- Directed by: Carlos Diegues
- Screenplay by: Leopoldo Serran Rubem Rocha Filho Carlos Diegues
- Based on: Novel by João Felício dos Santos
- Starring: Antonio Pitanga Lea Garcia Eliezer Gomes
- Release date: 16 April 1963;
- Country: Brazil

= Ganga Zumba (film) =

1963 film directed by Carlos Diegues

Ganga Zumba is a Brazilian film made in 1963 by Carlos Diegues and released in the USA in 1972 about slavery in Brazil. It portrays the escape of a group of slaves who hope to bring the next leader to the Quilombo dos Palmares. Its soundtrack was composed by Moacir Santos and played by Nara Leão, with African rituals and dance performed by the Sons of Gandhy group. It was filmed in accurate locations as proposed by the Cinema Novo. Also present in the movie were the musicians Cartola and Dona Zica.

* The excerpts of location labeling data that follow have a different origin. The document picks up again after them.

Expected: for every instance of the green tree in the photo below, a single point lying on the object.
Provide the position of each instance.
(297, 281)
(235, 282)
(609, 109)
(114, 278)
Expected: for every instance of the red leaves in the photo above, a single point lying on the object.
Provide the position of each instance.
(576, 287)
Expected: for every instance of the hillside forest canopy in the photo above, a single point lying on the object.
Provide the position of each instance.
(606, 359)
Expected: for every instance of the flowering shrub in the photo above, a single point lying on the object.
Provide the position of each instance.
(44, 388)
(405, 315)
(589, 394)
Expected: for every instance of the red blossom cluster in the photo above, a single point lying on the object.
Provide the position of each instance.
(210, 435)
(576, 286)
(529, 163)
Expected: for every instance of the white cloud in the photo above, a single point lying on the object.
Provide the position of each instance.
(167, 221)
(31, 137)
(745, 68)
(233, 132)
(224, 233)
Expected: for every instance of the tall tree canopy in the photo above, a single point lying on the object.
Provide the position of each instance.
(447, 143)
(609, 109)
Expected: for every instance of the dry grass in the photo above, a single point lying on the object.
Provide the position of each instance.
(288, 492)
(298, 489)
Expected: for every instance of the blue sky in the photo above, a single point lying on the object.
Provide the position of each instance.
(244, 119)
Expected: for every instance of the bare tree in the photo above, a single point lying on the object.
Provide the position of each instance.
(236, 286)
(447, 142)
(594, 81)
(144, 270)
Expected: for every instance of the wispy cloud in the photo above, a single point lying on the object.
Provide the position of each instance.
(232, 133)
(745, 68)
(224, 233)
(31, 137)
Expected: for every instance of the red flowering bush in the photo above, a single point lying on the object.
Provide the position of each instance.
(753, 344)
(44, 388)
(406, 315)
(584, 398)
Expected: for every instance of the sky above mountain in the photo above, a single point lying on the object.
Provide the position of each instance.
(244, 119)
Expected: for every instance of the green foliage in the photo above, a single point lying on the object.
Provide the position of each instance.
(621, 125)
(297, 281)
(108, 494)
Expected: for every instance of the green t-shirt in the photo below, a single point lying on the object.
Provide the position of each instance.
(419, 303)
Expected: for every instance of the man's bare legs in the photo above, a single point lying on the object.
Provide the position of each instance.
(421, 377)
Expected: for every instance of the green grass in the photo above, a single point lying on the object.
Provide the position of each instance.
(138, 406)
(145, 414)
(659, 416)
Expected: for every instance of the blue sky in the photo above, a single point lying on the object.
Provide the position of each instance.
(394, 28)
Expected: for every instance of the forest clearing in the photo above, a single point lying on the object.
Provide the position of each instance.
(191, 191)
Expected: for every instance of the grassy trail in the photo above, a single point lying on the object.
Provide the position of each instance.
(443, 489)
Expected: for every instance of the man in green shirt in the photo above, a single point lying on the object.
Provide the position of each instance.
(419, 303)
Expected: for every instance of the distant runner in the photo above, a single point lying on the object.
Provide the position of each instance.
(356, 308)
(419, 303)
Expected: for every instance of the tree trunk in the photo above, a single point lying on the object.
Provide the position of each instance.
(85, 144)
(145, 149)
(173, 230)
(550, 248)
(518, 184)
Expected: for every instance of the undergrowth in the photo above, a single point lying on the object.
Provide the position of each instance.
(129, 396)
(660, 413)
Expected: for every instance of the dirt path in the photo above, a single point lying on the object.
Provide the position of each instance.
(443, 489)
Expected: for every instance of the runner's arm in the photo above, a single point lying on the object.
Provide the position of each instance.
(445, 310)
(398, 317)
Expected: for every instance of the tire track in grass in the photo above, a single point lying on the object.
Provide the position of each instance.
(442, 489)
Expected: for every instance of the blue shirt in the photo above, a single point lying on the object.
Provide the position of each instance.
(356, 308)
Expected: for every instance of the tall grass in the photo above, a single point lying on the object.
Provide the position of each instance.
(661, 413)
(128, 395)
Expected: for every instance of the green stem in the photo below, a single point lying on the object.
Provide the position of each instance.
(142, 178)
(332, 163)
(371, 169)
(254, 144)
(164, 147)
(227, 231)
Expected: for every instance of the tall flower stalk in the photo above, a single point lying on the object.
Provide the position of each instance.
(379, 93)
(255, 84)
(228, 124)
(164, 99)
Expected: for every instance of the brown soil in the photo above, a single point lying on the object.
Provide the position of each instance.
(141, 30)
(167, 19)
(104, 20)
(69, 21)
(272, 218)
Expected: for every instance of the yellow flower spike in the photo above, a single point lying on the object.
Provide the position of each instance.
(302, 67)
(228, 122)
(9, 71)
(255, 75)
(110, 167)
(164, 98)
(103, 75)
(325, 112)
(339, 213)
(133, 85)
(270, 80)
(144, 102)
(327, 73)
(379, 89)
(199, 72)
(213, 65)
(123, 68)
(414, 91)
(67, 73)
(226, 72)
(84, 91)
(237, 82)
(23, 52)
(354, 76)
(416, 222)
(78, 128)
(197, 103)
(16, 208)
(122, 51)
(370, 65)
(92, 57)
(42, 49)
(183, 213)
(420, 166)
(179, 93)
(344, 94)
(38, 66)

Based on a book written by João Felício dos Santos, Ganga Zumba, the movie discusses the context of sugar production in the Brazilian Northeast during the 1600s, when slaves would flee from the Portuguese plantations and create their own villages, highlighting the Quilombo do Palmares' role in this process.

==Plot==
In a sugarcane plantation in Pernambuco, in the 17th century, Antão is a young slave born in the below decks of a slave ship which brought his mother, a captive, to the Portuguese colony of Brazil. When he is older, he is told that his mother (who by then had already passed away) had been a queen, and that he was destined to become Ganga Zumba, African king. The wise and old slave Sororoba tells him also about Palmares, a free kingdom hidden in the hills and protected by the Orisha Oshosi, formed by runaway slaves.

Palmares' king, Zambi, who was in constant war against the whites, had just lost his son and, upon learning of Antão's existence, wanted him to become Palmares's new leader. Sorobaba and others prepared his escape with the help of a guide sent by Zambi, and, together with his lover Cipriana, he flees. While on the road, they are spotted by Portuguese landowners from a neighbouring farm, but they manage to kill them, except for the slave Dandara. When, however, they stumble upon the river that was the designated meeting place with Zambi's warriors, they find no one. Eventually, they manage to find Palmares where they receive a king's welcome, despite pursuit by the slave hunter Tolentino da Rosa.